Temporal Changes and Interpretation Ambiguity: A computational model is used in many real-world situations to simulate possible developments of a certain process. Visualization is a promising approach to ana-lyze such data, but straightforward visual playback will not uncover hidden causal relationships. An abstraction of the simulated process itself will thus be a crucial analytical instrument.

Addressing Large Scale Changes: In most real world applications, information need to be studied on vastly different scales. We hope to develop visual representations that support the scale traversal through abstractions that can cover multiple orders of magnitudes. Current visual abstraction approaches, however, only cover relatively small scale ranges.

Encoding Uncertainty: Data uncertainty in visualization is often conveyed through techniques developed in descriptive statistics.
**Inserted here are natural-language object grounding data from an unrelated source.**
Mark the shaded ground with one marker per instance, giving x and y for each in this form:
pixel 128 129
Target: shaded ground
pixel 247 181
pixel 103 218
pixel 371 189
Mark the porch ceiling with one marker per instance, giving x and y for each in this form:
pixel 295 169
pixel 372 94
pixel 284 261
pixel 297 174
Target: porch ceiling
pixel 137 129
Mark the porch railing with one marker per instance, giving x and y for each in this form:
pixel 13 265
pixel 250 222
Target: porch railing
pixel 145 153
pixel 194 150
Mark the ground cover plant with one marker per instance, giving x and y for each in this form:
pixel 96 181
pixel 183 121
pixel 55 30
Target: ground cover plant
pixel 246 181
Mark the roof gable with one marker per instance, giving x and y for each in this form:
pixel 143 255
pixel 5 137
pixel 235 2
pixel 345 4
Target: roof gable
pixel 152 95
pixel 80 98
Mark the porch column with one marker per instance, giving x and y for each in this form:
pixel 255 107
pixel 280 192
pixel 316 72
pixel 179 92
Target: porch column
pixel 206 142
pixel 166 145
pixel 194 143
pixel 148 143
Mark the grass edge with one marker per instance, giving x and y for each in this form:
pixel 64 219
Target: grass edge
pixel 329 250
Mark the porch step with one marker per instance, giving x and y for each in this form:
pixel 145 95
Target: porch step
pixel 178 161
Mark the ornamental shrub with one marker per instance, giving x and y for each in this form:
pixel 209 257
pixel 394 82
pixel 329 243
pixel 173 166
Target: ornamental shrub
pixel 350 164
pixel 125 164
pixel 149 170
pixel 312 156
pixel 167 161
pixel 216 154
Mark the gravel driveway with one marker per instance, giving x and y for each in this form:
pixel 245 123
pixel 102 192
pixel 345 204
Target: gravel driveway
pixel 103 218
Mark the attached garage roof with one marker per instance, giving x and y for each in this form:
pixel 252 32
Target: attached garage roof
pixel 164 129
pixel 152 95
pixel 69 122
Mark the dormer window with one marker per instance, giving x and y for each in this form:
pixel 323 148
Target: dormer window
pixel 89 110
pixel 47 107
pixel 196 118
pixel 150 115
One challenge that visualization community attempts to address is how to convey the distribution or uncertainty visually for dimensions higher than two—even 3D data representation struggles with how to convey data and uncertainty simultaneously.

Perceptional Recognizability and Cognitive Scalability: Advanced visualization normally requires users’ domain knowledge for better utilization. Once new abstraction models have been developed, what paradigms are potentially enabled by these modalities? Can domain experts or the public understand the new representation?How do we evaluate them?

Generic Platforms for Supporting Analysis through Abstraction Techniques: Until recently, there is a wide range of different design frameworks, development platforms and cross-platform tools based on the application domain of the abstraction techniques. Nonetheless, a specific design or focus on the involvement of abstraction techniques should be investigated.